CYBERTEC PostgreSQL Logo

effective_cache_size: A practical example

07.2020 / Category: / Tags: |

A lot has been written about effective_cache_size in postgresql.conf and about PostgreSQL performance in general. However, few people know what this famous parameter really does. Let me share some more insights.

What the PostgreSQL optimizer does

The idea behind SQL is actually quite simple: The end user sends a query and the optimizer is supposed to find the best strategy to execute this query. The output of the optimizer is what people call an “execution plan”. The question now is: What makes one execution plan better than some other plan? What is it that makes a strategy greater than some other strategy? In PostgreSQL everything boils down to the concept of “costs”. The planner will assign costs to every operation. At the end of the day the cheapest plan is selected and executed.

The magic is therefore in the way the optimizer handles costs. That is exactly what effective_cache_size is all about.

Understanding effective_cache_size

To achieve good performance it is important to figure out whether to use an index or not. A question often asked is: Why not always use an index? Traversing and index might not be cheap at and using an index does not mean that there is no need to touch the table as well. The optimizer therefore has to decide whether to go for an index or not.

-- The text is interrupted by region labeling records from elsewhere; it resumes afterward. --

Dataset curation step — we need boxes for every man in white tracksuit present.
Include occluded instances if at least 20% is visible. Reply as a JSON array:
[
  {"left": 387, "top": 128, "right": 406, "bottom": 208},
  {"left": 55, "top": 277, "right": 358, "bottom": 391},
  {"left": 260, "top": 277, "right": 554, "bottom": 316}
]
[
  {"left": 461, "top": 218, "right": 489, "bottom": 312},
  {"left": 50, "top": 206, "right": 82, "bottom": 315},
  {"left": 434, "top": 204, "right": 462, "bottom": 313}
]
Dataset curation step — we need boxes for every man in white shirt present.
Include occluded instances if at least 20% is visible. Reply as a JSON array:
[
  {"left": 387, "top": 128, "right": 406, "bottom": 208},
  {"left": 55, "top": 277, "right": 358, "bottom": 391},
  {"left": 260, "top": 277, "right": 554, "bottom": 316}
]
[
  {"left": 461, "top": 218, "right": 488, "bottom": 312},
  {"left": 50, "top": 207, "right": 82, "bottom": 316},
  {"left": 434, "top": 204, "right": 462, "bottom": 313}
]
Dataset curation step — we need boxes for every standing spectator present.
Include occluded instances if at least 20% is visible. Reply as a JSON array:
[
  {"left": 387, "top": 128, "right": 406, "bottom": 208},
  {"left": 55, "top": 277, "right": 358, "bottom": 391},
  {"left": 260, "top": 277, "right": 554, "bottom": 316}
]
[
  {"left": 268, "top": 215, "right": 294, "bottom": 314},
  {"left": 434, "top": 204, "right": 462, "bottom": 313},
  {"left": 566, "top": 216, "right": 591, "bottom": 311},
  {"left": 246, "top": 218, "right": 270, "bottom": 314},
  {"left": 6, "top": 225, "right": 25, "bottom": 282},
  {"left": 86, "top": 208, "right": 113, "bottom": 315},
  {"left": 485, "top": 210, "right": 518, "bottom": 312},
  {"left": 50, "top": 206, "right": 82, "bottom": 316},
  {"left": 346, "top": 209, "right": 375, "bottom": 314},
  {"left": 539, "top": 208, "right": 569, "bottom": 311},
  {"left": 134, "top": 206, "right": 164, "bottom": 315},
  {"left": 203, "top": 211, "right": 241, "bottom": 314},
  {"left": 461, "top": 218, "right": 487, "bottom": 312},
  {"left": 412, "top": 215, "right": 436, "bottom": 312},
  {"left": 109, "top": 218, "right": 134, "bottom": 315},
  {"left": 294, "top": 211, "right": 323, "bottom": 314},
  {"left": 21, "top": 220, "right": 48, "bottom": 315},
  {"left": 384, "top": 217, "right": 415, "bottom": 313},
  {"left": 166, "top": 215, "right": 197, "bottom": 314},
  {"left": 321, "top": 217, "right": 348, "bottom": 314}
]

The way costs are estimated depend on various factors: Amount of I/O needed, number of operators called, number of tuples processed, selectivity, and a lot more. However, what is the cost of I/O? Obviously it makes a difference if data is already in cache or if data has to be read from disk. That brings us to the idea behind effective_cache_size which tells the optimizer how much cache to expect in the system. The important part is that “cache” is not only the amount of memory knows about (this part is pretty clear). The system also has to consider the size of the filesystem cache, CPU caches, and so on. effective_cache_size is the sum of all those caching components. What you will learn in this post is how the optimizer uses this kind of information.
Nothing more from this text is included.